AThe drug is highly effective because the p-value is very small
BThe result is probably a false positive despite the significant p-value
CThe drug produces a real but negligibly small effect — statistical significance does not imply practical importance
DThe sample size is too large for p-values to be meaningful
This is the classic disconnect between statistical and practical significance. A p-value of < 0.0001 means we are very confident the effect is real — the data would be extraordinarily unlikely under the null. But Cohen's d = 0.04 means the difference is only 0.04 standard deviations, negligible by any clinical standard. The enormous sample size is what drove a trivially small effect to statistical significance. The correct conclusion: real, but practically meaningless.
Question 2 Multiple Choice
What does Cohen's d measure that a p-value cannot?
AWhether the observed result would be unlikely by chance
BThe probability that the null hypothesis is true
CThe magnitude of the difference between groups, in units of pooled standard deviations
DThe confidence level at which we can reject the null hypothesis
Cohen's d = (μ₁ − μ₂) / σ_pooled standardizes the difference by the pooled standard deviation, expressing 'how many standard deviations apart are the two groups?' This magnitude measure does not change with sample size. A p-value answers 'how unlikely is this data under the null?' — which depends heavily on n. Cohen's d answers 'how large is the effect?' — which is independent of how many people you measured.
Question 3 True / False
A study can produce a statistically significant result (p < 0.05) even when the true effect size is negligibly small.
TTrue
FFalse
Answer: True
Statistical significance depends on both effect size and sample size. With a large enough sample, even an infinitesimally small effect will eventually achieve significance — the test has enough power to detect essentially any departure from zero. A study with n = 10,000,000 could find p < 0.001 for an effect of d = 0.001, which is practically invisible. Reporting only the p-value can therefore be deeply misleading without an accompanying effect size.
Question 4 True / False
A p-value of 0.001 tells us that the observed effect is large enough to be practically important.
TTrue
FFalse
Answer: False
P-values and effect sizes measure entirely different things. A p-value of 0.001 tells us there is very strong evidence against the null hypothesis — it says nothing about the size of the effect. The effect could be real but minuscule (d = 0.01) and still yield a tiny p-value given sufficient sample size. Practical importance depends on effect size, not on how confident we are that an effect exists.
Question 5 Short Answer
Why is it insufficient to report only a p-value when presenting hypothesis test results? What additional information is needed, and what does it tell us?
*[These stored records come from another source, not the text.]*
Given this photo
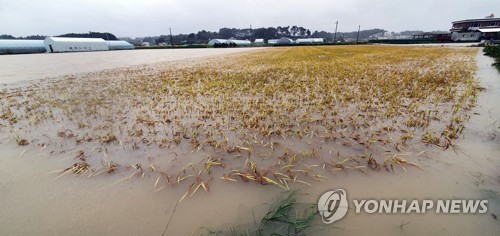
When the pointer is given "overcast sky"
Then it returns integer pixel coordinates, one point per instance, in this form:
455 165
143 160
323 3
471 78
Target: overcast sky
137 18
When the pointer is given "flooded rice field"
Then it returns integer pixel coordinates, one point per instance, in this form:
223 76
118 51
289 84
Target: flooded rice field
202 146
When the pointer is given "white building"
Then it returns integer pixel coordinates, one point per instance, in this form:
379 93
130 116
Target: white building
59 44
217 41
119 45
272 41
15 46
310 40
239 42
259 41
285 40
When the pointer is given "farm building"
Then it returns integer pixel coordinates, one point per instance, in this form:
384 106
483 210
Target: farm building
239 42
59 44
285 41
259 41
119 45
272 41
14 46
217 41
476 29
310 40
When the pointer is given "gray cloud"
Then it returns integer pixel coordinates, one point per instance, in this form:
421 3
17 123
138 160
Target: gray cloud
154 17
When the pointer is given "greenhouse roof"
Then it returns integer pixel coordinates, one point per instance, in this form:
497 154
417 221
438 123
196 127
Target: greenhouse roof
61 39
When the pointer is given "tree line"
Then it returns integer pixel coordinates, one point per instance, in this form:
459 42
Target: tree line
293 32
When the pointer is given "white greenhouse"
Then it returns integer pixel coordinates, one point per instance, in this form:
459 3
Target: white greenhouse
310 40
239 42
285 40
217 41
119 45
15 46
59 44
259 41
272 41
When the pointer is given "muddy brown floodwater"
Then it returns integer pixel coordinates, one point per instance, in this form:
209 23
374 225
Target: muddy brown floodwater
34 202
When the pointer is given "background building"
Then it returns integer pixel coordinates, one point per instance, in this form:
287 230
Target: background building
476 29
16 46
58 44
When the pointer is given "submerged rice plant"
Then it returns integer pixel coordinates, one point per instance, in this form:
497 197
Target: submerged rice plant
275 117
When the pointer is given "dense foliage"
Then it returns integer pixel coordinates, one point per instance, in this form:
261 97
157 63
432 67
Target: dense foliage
493 51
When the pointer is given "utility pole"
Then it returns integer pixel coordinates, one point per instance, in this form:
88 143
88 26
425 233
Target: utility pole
335 35
171 38
357 37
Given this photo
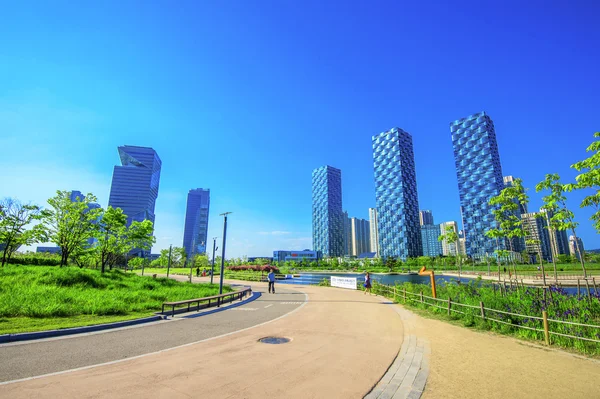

Think about your answer, then reveal below.
Model answer: A p-value only answers 'are we confident the effect isn't zero?' It says nothing about how large the effect is. An effect size measure (such as Cohen's d, r, or R²) answers 'how large is the effect, and does it matter?' The p-value establishes that an effect exists; the effect size establishes whether it is worth caring about. Together they provide a complete picture: confident it's real (p-value) and knowing whether it's meaningful (effect size).
A drug that achieves p < 0.001 with d = 0.03 has a real but clinically useless effect; prescribing it based on the p-value alone would be a mistake. Conversely, a study with d = 1.5 and p = 0.09 found a potentially large effect that the small sample couldn't confirm at conventional thresholds — dismissing it as 'not significant' would also be wrong. Neither piece of information is complete without the other.